The Coupeville football team practices on Wednesday, Aug. 21 in Coupeville. The Wolves will play an independent schedule this season. (Jim Waller/ Whidbey News-Times)

Coupeville to play independent football schedule this season

The school cites expected low turnout and concerns over size disparity as the reasons for the decision.

The Coupeville High School football team is forgoing its North Sound Conference schedule to play an independent slate during the 2019 season, citing an expected low turnout of players and concerns over size disparity.

“We were concerned that the majority of our kids coming back were not very big kids. Our linemen are really young,” Coupeville Athletics Director Willie Smith said. “… Looking at our league’s teams and who they had coming back, the majority of the teams are bringing back veteran linemen and big linemen. So we just didn’t feel like it was going to be a great matchup for us putting our kids in that position.”
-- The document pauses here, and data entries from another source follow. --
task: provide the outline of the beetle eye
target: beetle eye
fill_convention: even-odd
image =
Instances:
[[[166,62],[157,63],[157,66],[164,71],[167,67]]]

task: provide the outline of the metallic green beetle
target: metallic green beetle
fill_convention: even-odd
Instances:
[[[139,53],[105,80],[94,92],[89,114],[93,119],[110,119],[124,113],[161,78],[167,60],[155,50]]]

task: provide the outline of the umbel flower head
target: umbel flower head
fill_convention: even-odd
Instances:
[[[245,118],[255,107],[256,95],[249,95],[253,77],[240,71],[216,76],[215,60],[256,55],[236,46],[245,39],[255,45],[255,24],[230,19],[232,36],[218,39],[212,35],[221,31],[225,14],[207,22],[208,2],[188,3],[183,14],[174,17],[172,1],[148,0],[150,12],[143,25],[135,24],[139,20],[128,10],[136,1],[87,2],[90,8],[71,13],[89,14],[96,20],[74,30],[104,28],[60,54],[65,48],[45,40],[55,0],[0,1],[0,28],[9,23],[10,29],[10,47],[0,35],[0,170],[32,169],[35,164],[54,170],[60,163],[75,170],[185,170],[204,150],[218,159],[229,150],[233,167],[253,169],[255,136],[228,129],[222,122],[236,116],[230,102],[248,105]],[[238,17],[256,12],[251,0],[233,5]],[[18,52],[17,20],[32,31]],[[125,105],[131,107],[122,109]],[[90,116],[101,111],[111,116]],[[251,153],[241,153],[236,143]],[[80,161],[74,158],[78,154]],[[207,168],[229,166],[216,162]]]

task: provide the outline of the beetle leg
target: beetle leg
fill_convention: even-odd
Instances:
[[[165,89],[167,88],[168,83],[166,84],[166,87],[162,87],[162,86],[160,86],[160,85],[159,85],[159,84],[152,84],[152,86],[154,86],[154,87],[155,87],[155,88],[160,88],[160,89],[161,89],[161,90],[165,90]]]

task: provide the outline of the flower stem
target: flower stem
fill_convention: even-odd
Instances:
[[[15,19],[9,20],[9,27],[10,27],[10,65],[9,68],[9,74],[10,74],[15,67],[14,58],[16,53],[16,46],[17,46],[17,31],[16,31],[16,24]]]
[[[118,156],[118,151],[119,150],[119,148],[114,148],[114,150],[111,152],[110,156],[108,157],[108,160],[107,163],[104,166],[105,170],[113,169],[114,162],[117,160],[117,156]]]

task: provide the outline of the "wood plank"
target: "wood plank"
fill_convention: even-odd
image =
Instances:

It seems unlikely that the Wolves will rejoin the North Sound Conference for football in 2020, with expectations of dropping to Class 2B during the new classification cycle that starts in with the 2020-21 school year. The classification alignments will be announced in January.

“Once we get down to 2B, our preference is to join the Northwest 2B Conference,” Smith said. “Right now there’s the beginning of discussions about all kinds of different leagues being formed because of the reclassification. So my guess is that no we wouldn’t join the North Sound Conference as a 2B because it wouldn’t make sense for us to do that.
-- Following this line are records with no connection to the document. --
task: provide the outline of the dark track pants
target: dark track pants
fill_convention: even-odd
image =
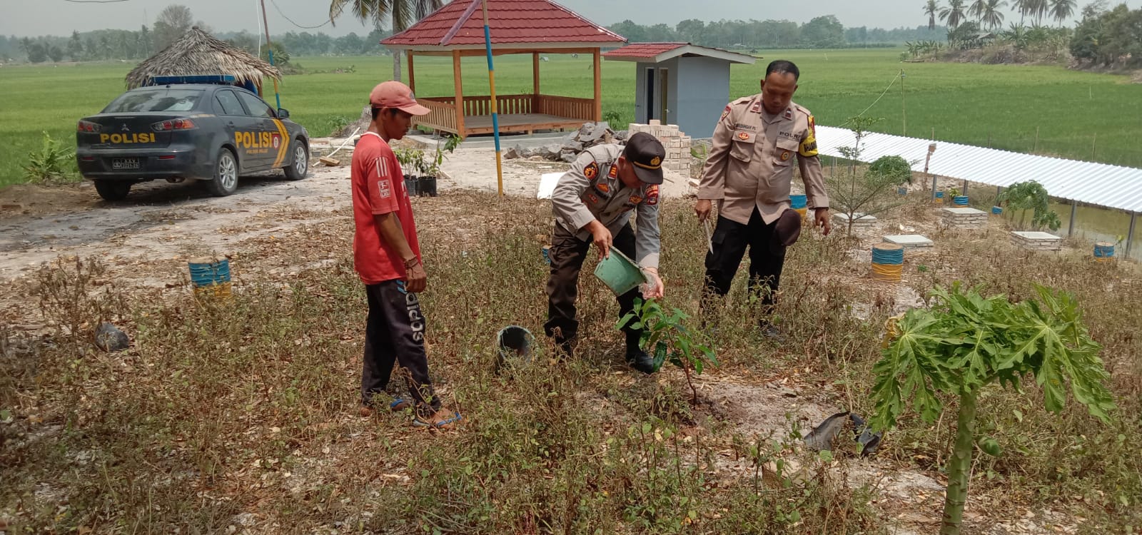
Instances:
[[[416,293],[404,290],[402,281],[367,284],[369,318],[364,331],[364,370],[361,372],[361,403],[369,405],[372,396],[385,391],[393,365],[409,371],[409,394],[417,410],[432,414],[440,400],[428,379],[425,352],[425,317]]]
[[[714,252],[706,253],[703,305],[708,305],[707,301],[714,297],[730,293],[733,275],[738,273],[748,246],[749,292],[761,297],[764,313],[772,310],[786,254],[786,246],[778,243],[773,235],[777,221],[766,225],[757,209],[754,209],[748,225],[718,217],[711,240]]]

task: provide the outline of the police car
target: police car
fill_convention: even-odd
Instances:
[[[153,76],[79,121],[75,159],[107,201],[155,179],[200,180],[223,196],[243,173],[283,169],[290,180],[305,178],[309,135],[234,76]]]

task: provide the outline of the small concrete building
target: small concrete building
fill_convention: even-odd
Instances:
[[[635,122],[657,119],[677,124],[692,138],[714,135],[730,102],[730,65],[753,65],[745,54],[686,42],[636,42],[603,54],[612,62],[635,62]]]

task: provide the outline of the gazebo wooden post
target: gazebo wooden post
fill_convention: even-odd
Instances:
[[[397,54],[400,54],[400,52],[397,52]],[[409,58],[409,89],[411,89],[412,94],[416,95],[416,92],[417,92],[417,76],[416,76],[416,70],[412,68],[412,49],[411,48],[408,49],[408,51],[405,51],[405,55]]]
[[[531,52],[531,113],[539,113],[539,52]]]
[[[603,70],[600,62],[601,49],[595,49],[595,122],[603,120]]]
[[[456,133],[465,138],[468,135],[464,130],[464,79],[460,73],[459,50],[452,50],[452,78],[456,80]]]

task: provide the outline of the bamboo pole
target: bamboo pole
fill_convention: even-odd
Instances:
[[[484,48],[488,50],[488,86],[492,95],[492,135],[496,137],[496,186],[499,189],[499,196],[504,197],[504,161],[500,157],[500,145],[499,145],[499,111],[496,107],[496,68],[492,66],[492,33],[488,29],[488,0],[483,0],[484,10]],[[538,70],[537,70],[538,72]],[[536,78],[536,84],[539,84],[539,78]]]

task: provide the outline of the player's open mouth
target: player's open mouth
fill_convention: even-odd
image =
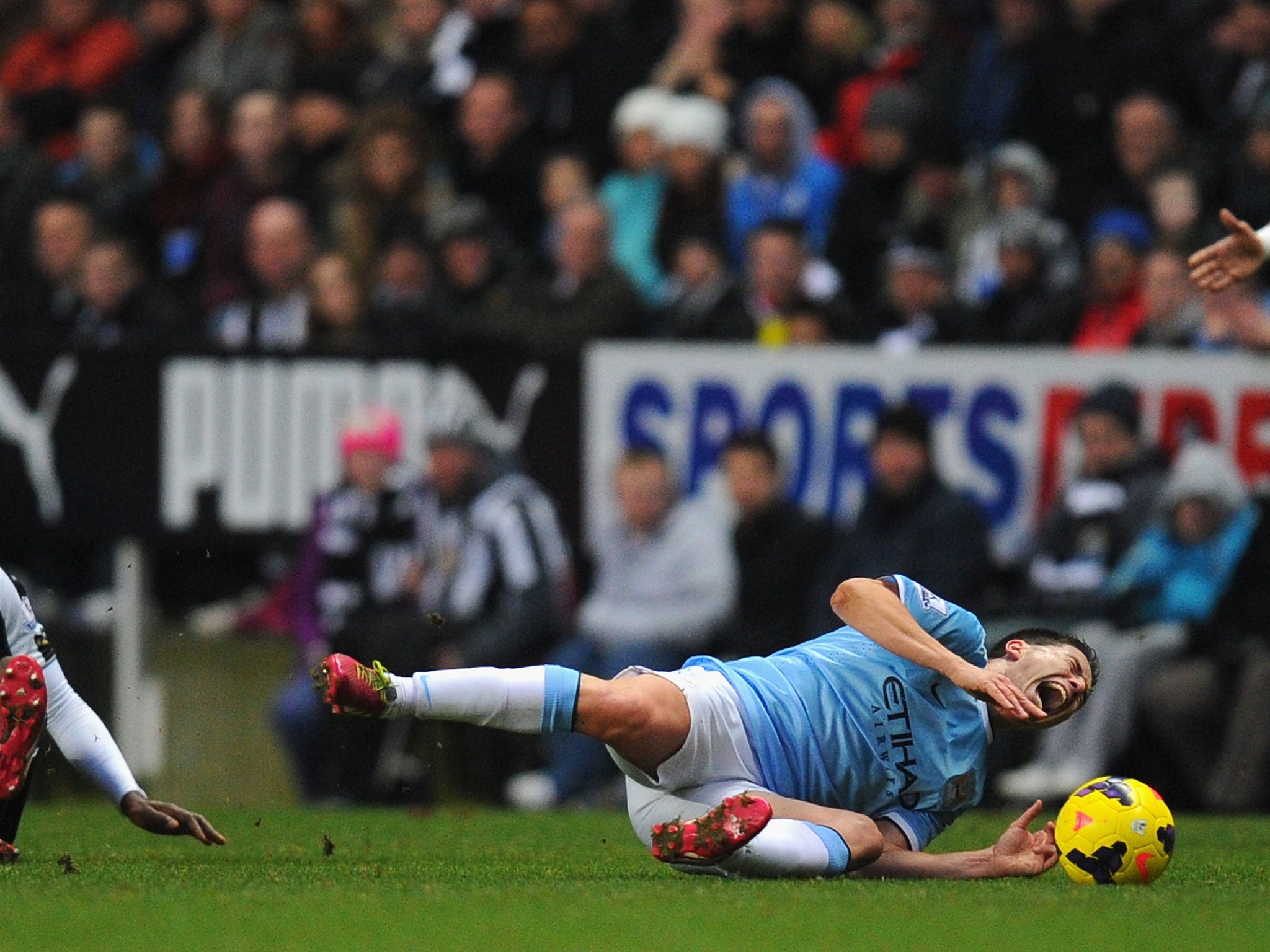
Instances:
[[[1067,704],[1067,688],[1059,682],[1043,680],[1036,685],[1036,701],[1045,713],[1062,711]]]

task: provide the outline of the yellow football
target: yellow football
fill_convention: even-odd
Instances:
[[[1124,886],[1158,880],[1173,854],[1173,815],[1142,781],[1097,777],[1054,821],[1058,861],[1076,882]]]

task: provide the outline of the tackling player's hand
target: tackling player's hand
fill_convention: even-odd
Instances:
[[[1054,824],[1046,823],[1033,833],[1027,829],[1040,816],[1038,800],[1006,828],[992,847],[992,867],[996,876],[1040,876],[1058,862],[1054,844]]]
[[[1261,239],[1246,221],[1222,209],[1222,225],[1231,234],[1193,254],[1186,264],[1190,278],[1201,291],[1223,291],[1261,267],[1266,253]]]
[[[1006,717],[1017,721],[1043,721],[1045,711],[1020,691],[1006,674],[977,668],[966,661],[949,675],[952,683],[968,691],[980,701],[993,703]]]
[[[216,831],[207,817],[192,814],[175,803],[146,800],[136,791],[123,795],[119,812],[147,833],[163,836],[193,836],[208,847],[225,845],[225,836]]]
“We have a 2B conference that we belonged to (in the past). It’s a real natural place for us. It makes a lot of sense for us to do that.”

Coupeville’s decision leaves the North Sound Conference with just five football teams this season — Cedar Park Christian, King’s, Granite Falls, Sultan and South Whidbey. The Wolves will participate in the conference across all other sports during the 2019-20 school year.

“The league was obviously very good with it, very supportive,” Smith said of playing an independent schedule.

Coupeville started the 2018 season 3-1 in non-league games before injuries started to mount after a 20-14 loss to King’s to start conference play. The Wolves lost each of their last four games by at least 28 points and were shut out twice.

Ten of the 23 players listed on the Wolves’ 2018 roster were seniors and just two non-seniors were listed at 200 pounds or more.

Smith said the community has gotten behind the decision after explaining what playing the independent schedule would entail and the reasons for doing so. It also helped that Coupeville’s rival school on Whidbey Island, South Whidbey, made the same decision in 2017 with successful results.

“Because they saw it 20 minutes down the road and they saw the benefit and saw what happened in (South Whidbey’s) program, it makes it a lot easier,” Smith said.

The school has put together a schedule with schools from Classes 2B-3A, including 2A Anacortes, which announced this summer that it would not field a varsity football team this season. Coupeville will still play its annual rivalry game with South Whidbey on Oct. 18.

Smith said that participation numbers have dropped as the football program has gone through a coaching carousel after longtime coach Ron Bagby stepped down after the 2009 season. Bagby led the Wolves for 26 seasons, and the program has had five head coaches in the nine seasons since.

With head coach Marcus Carr set to embark in his second season with the program, Coupeville believes it has the right coach to help bring stability to the program.

Although the new classification alignments haven’t been announced, Coupeville’s drop to 2B seems fairly certain.

The school’s enrollment for grades 9-11 (the three years taken into consideration for classification alignments) during the 2018-19 school year was 207, according to the Office of Superintendent and Public Instruction, which is 17 students below the 2B cap set under the Washington Interscholastic Activities Association’s new classification rules that go into affect next school year.

Coupeville unsuccessfully petitioned to move down to 2B before joining the North Sound Conference prior to the 2018-2019 school year after a dip in enrollment saw the school drop below the current 1A line of 214.5 in just two years.

Smith said the school planned to join the Northwest 2B Conference had it’s petition been accepted.